Dr Rebecca Calder: A flexible approach to staying on track

Dr Rebecca Calder: A flexible approach to staying on track

“It was apparent to me immediately that I would learn as much from her as she would from me.”

Dr Rebecca Calder joined the Queen’s Young Leaders Mentoring Programme after a conversation with a stranger on a train. As a mentor, she found that being open, flexible and committed kept her, and her mentee, moving forward.

I was sitting on a train travelling between London and Penrith. It was the end of a long, tiring, but invigorating day, and I was deep in thought when a pleasant-looking young man took the seat across from me and opened a fascinating-looking book.

Never one to turn down the possibility of a good conversation, I started one. And what a conversation it was! Ranging from the history of liberation theology in South America, to early marriage in Africa, to Ekhart Tolle’s teachings, to the Queen’s Young Leaders Programme, which the pleasant young man was deeply involved with.

By the end of my train journey, he had secured my commitment to become involved as a Queen’s Young Leaders Programme mentor for a young woman who had been waiting, apparently, for someone just like me.

Getting connected

"I look forward to every conversation."

A few months later, once all the administrative t’s had been crossed and i’s dotted – and to be honest, there weren’t many of these – Angel and I had our first conversation. 

It was apparent to me immediately that I would learn as much from her as she would from me. We often say this, pay lip service to it, but it has been entirely true with us. I look forward to every conversation that Angel and I have together – so much so in fact that I’m often up at 6.00 am to co-ordinate my (now) West Coast Canada time with Angel’s East Africa evening.

We sometimes struggle with Skype, but we’re both so committed to moving forward that we make it work. Most of the time though, it’s pretty smooth sailing.

Mentor-mentee relationship

"Most of our work together is really organic."

Key to our successful relationship as mentor and mentee has been Angel’s energy and pace. She is definitely in the driving seat, driving fast, and has a clear vision of where she wants to go.

My role is to help her figure out the how – supporting her to develop a road-map, anticipating blockages, and thinking through alternative routes – and to link her to my wonderful network when I feel like I am not the best person to advise.

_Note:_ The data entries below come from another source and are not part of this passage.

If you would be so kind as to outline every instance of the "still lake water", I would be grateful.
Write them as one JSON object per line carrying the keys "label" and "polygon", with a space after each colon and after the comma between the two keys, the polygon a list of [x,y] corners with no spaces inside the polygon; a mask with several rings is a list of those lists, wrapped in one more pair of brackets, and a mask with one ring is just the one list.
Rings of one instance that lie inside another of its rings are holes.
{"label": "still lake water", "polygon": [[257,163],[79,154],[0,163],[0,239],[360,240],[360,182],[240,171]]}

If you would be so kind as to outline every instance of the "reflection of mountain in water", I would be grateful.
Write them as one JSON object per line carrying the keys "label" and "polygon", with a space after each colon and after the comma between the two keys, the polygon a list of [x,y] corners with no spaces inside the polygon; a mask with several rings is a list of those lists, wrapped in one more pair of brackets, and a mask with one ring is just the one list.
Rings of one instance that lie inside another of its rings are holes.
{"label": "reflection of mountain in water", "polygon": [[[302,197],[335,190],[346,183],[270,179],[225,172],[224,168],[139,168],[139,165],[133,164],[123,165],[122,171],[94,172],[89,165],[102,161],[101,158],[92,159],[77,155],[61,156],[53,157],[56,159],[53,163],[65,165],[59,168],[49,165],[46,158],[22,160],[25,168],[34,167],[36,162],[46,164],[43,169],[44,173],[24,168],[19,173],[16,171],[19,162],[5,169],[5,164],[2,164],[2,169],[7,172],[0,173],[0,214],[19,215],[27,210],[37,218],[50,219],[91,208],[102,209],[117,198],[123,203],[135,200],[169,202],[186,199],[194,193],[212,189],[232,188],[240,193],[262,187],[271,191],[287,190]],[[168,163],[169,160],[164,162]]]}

Another important aspect of our successful relationship, I feel, is that we haven’t gotten bogged down with administration – and haven’t been too strict about sticking to what we mapped out for our time as mentor and mentee.

We check in every once in a while with more structured reflection, asking questions like “Are we still on track?” “Are we making the best use of our time together?” “Do we need to set new goals?” But most of our work together is really organic. It is more like an animated coffee house discussion between two old colleagues than a now six-month-old mentor-mentee relationship.

Angel is a truly extraordinary young woman who has already done more than many of us do in a lifetime, but she has only just started. It is an honour for me to be her mentor, and her friend. I can’t wait to meet her face to face in Tanzania in 2017!